January 3

Philadelphia Inquirer: A collector of castoffs now owns Upper Salford bridge

Last Updated on January 3, 2011

http://www.philly.com/inquirer/local/20110103_A_collector_of_castoffs_now_owns_Upper_Salford_bridge.html?page=1&c=y

A collector of castoffs now owns Upper Salford bridge

By Jeremy Roebuck

Inquirer Staff Writer

While his childhood friends spent their days on the sports fields, Mike Hart spent his digging through dumps.

Trolling the detritus for old bottles and kerosene lamps, he found fascination in objects other people cast aside.

Now 49 and head of his own historic building preservation firm, Hart, of Harleysville, plans to take home one of his greatest finds yet.

He’s getting the bridge no one wanted.

Hart has agreed to remove a 35-year-old wooden railroad trestle that officials in neighboring Upper Salford have twice tried to sell at Internet auction without success.

Using its sturdy timbers of yellow pine, he hopes to construct a 30-foot water tower on the site of the general-store museum that doubles as his home.

“It won’t be a bridge again, but it doesn’t really lend itself to being a bridge again,” he said. “At least it’s going to stay local.”

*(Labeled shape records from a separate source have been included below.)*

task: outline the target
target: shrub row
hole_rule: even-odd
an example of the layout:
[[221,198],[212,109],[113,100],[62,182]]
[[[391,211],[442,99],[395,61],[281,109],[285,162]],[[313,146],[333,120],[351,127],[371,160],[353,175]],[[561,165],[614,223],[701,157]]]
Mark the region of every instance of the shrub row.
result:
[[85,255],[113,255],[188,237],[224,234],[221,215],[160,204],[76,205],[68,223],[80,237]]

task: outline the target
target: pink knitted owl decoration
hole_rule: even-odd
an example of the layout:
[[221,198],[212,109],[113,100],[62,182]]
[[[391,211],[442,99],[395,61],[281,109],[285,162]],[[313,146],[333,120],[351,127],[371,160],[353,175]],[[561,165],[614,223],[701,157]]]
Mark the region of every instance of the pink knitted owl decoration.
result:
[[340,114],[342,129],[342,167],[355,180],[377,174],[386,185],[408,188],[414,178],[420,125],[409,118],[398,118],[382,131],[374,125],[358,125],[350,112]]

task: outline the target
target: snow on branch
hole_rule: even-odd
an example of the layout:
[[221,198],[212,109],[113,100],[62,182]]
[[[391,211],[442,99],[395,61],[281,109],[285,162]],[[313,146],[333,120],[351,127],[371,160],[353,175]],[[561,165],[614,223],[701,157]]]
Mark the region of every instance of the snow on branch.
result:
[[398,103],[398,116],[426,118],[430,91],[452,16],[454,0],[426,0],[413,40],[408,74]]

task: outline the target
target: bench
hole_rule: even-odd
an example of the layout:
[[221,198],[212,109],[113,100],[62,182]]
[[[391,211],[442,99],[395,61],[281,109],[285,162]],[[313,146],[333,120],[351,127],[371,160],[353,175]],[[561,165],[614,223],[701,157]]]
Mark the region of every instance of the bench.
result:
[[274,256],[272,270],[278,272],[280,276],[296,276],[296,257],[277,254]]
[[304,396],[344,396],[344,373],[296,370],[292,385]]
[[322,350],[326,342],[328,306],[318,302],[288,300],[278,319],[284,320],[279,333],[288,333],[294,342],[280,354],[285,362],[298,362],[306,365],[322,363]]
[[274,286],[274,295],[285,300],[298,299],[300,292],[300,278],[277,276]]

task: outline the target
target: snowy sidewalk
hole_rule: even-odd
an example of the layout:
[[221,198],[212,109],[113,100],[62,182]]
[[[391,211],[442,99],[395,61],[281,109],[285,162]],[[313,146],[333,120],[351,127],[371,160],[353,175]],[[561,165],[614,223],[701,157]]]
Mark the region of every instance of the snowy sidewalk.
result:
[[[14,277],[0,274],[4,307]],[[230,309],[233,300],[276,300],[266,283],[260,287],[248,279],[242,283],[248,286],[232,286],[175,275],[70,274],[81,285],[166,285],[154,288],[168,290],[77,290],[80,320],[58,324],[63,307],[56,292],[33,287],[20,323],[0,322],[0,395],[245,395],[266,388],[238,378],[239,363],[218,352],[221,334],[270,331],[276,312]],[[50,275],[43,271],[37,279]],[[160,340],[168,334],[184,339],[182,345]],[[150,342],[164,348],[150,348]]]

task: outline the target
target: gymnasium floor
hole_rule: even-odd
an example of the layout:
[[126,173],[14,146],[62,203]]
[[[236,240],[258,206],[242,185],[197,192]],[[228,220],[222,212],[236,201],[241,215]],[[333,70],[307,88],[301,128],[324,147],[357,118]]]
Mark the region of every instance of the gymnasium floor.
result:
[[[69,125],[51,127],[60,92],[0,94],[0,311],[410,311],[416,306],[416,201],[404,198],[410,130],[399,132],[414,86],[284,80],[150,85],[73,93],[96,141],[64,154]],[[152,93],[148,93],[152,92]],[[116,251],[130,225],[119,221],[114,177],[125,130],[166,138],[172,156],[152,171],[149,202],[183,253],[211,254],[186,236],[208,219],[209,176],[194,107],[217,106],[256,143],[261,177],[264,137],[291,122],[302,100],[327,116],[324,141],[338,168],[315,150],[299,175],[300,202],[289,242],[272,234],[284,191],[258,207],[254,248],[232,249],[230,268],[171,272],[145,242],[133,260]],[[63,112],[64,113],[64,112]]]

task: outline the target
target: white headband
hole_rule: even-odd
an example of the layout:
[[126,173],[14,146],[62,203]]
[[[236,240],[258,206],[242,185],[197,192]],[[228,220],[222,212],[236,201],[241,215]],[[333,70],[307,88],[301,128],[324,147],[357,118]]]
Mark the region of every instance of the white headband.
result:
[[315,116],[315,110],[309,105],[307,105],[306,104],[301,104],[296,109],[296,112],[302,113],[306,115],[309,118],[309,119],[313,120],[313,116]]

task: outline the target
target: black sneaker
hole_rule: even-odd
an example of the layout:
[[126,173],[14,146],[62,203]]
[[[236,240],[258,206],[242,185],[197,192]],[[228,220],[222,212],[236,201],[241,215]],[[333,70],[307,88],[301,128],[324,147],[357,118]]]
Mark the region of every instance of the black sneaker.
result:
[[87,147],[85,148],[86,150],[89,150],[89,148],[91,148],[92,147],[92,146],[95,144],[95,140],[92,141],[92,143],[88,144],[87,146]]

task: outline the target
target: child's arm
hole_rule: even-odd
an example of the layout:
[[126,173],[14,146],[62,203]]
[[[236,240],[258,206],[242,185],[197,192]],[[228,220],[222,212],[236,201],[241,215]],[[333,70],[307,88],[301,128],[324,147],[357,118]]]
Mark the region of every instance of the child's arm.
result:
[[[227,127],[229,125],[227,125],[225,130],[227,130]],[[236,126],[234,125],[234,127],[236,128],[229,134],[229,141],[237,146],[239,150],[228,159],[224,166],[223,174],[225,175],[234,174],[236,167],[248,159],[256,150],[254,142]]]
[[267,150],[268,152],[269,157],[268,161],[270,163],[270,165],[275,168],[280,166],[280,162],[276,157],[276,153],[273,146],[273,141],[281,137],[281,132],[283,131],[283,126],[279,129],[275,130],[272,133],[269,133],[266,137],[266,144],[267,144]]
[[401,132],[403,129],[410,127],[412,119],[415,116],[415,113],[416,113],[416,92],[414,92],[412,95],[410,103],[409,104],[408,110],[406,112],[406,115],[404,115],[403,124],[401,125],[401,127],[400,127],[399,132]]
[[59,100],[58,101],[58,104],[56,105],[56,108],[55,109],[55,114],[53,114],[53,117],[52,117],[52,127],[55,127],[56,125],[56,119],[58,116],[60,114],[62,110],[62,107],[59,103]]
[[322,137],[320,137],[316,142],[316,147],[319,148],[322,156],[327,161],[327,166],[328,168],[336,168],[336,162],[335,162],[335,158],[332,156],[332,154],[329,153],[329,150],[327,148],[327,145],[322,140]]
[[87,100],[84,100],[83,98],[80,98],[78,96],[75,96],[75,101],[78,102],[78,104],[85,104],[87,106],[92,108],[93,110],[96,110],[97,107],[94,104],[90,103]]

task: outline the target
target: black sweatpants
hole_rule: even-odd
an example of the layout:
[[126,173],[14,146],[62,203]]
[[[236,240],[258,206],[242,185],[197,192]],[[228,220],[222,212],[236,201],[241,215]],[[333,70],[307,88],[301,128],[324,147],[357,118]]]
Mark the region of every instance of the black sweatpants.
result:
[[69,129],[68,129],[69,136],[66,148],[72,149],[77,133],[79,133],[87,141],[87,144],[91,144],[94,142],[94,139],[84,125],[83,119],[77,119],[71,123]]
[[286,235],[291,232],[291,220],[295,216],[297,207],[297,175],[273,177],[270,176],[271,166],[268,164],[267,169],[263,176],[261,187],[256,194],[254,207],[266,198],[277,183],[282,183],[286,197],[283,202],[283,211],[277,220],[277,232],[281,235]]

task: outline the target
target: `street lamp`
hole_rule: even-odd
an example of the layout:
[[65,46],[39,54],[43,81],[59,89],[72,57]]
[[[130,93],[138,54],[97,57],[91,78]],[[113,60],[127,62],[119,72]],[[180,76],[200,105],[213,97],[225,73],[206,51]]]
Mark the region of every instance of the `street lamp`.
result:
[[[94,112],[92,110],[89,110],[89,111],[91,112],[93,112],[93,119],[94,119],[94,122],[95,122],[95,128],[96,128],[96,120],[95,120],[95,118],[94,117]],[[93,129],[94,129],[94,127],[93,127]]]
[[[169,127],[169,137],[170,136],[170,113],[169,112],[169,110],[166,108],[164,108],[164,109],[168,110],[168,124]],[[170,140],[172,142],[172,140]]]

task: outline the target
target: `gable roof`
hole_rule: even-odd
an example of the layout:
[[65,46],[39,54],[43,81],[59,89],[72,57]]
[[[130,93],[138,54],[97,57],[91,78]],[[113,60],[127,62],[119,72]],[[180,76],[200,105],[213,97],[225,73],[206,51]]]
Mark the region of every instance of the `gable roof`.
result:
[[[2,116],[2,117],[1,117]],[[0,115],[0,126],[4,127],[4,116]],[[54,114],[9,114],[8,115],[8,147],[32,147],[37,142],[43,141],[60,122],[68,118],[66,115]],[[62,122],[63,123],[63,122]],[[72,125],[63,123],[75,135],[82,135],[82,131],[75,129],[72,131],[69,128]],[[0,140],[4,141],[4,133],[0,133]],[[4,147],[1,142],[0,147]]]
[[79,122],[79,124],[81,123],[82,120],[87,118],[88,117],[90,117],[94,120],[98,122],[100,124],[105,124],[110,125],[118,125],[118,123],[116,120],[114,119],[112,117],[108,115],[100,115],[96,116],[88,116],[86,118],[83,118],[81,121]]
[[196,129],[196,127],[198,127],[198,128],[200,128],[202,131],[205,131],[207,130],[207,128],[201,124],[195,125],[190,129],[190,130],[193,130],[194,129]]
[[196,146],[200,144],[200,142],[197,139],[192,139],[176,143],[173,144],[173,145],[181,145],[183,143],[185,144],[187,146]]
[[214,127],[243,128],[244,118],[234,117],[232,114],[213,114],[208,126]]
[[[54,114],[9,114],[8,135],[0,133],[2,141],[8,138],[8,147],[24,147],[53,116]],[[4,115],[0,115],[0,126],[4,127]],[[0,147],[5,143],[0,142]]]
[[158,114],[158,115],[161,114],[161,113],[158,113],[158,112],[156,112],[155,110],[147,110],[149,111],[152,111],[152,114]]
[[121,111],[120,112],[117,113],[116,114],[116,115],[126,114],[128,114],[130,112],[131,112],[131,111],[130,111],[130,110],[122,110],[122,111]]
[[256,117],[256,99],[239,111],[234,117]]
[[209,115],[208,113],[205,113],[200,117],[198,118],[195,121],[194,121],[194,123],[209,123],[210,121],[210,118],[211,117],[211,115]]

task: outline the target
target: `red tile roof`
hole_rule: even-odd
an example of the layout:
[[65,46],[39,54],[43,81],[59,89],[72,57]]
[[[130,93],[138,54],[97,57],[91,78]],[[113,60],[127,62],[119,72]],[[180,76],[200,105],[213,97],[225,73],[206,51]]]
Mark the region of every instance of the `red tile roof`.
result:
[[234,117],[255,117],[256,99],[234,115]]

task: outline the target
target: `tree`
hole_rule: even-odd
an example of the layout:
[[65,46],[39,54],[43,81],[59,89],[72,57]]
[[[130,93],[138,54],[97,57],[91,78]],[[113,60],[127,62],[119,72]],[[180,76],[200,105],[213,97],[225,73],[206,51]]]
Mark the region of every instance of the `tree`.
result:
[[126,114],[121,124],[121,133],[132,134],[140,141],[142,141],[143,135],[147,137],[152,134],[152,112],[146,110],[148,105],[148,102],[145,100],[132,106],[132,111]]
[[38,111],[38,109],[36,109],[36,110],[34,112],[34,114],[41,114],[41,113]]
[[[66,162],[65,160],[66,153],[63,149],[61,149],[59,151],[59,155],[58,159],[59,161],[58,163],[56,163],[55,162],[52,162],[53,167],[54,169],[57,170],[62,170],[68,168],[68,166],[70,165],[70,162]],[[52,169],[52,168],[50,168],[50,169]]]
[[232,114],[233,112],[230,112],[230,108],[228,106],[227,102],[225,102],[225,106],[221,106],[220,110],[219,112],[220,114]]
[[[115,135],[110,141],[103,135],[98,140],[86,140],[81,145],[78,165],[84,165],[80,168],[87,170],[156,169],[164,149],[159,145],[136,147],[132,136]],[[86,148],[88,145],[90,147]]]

When Upper Salford officials first listed the township trestle on the Internet auction site MuniciBid.com, the sale drew attention from around the world.

The rickety wooden bridge is a familiar sight to regular attendees of the Philadelphia Folk Festival, held at the fairgrounds just yards away.

Constructed by the Reading Railroad in 1910 and rebuilt in 1975, the 16-foot span connects Salford Station Road and serves as a handy landmark for cyclists and runners on the repurposed Perkiomen Trails below.

But four years after the Pennsylvania Department of Transportation closed it to pedestrian and motorist traffic, citing concerns about its structural integrity, the township decided the bridge had to go.

Times are tough, however, and the township did not have the money to pay for removal.

One contractor estimated the local government would need to spend at least $100,000 – nearly one-sixth of its annual budget – to take down the span and start over.

Township supervisors posted it online, hoping to find a bidder who would cover removal costs and pay as little as $100 to take home a piece of history.

But despite attracting more than a thousand hits to the auction website, the Upper Salford bridge failed to draw a single bid after two separate auctions, the latest of which wrapped up earlier this month.

Supervisors Chairman Theodore F. Poatsy Jr. said that although some interested parties had come to look at the trestle, none made an offer. He said there were concerns about the toxic oil pitch known as creosote that the railroad used to weatherproof the structure.

“That turned some potential bidders off,” he said. “Because of the way the railroad had constructed it, the wood could only be used for the same type of outdoor purpose.”

But that didn’t deter Hart. He’d made his career preserving historic barns and houses, and was accustomed to dealing with older, commonly used building materials now considered dangerous. He’d had his eye on the bridge since it was condemned.

He offered to take it down for $2,000 even before the township put it up for auction.

“I’ve crossed that bridge 1,000 times,” he said. “It sort of set off a panic in me when they put it up for auction. I wanted those timbers.”

Hart wasn’t exactly unknown to township leaders. His home and museum – housed in the old Kulp General Store along Harleysville’s Main Street – has become something of a local landmark.

Its two period gas pumps out front, with their circular meters and fresh paint jobs, often draw passersby who stop for photos. Hart routinely welcomes tour groups into his house to show off his working Victrola, a jangling Nickelodeon player piano, and the restored shop front stocked afresh with all manner of household goods, from 1920s-era penny candy to boxes of rat poison.

Under the terms of his tentative agreement with the township, Hart won’t pay a dime for the bridge but will remove it at his own expense. That will allow the supervisors to take the money they would have had to spend on removal and devote it to a permanent concrete replacement, Poatsy said.

Hart hopes to feature the 35-year-old timbers as part of a water tower in a planned expansion of his museum site. The new structure is expected to sit beside a pond and a windmill – all circulating water from an underground spring, now gurgling in his basement.

“The more vintage products you can use, the more authentic it all seems,” Hart said. “Those timbers will just give it the right feel.”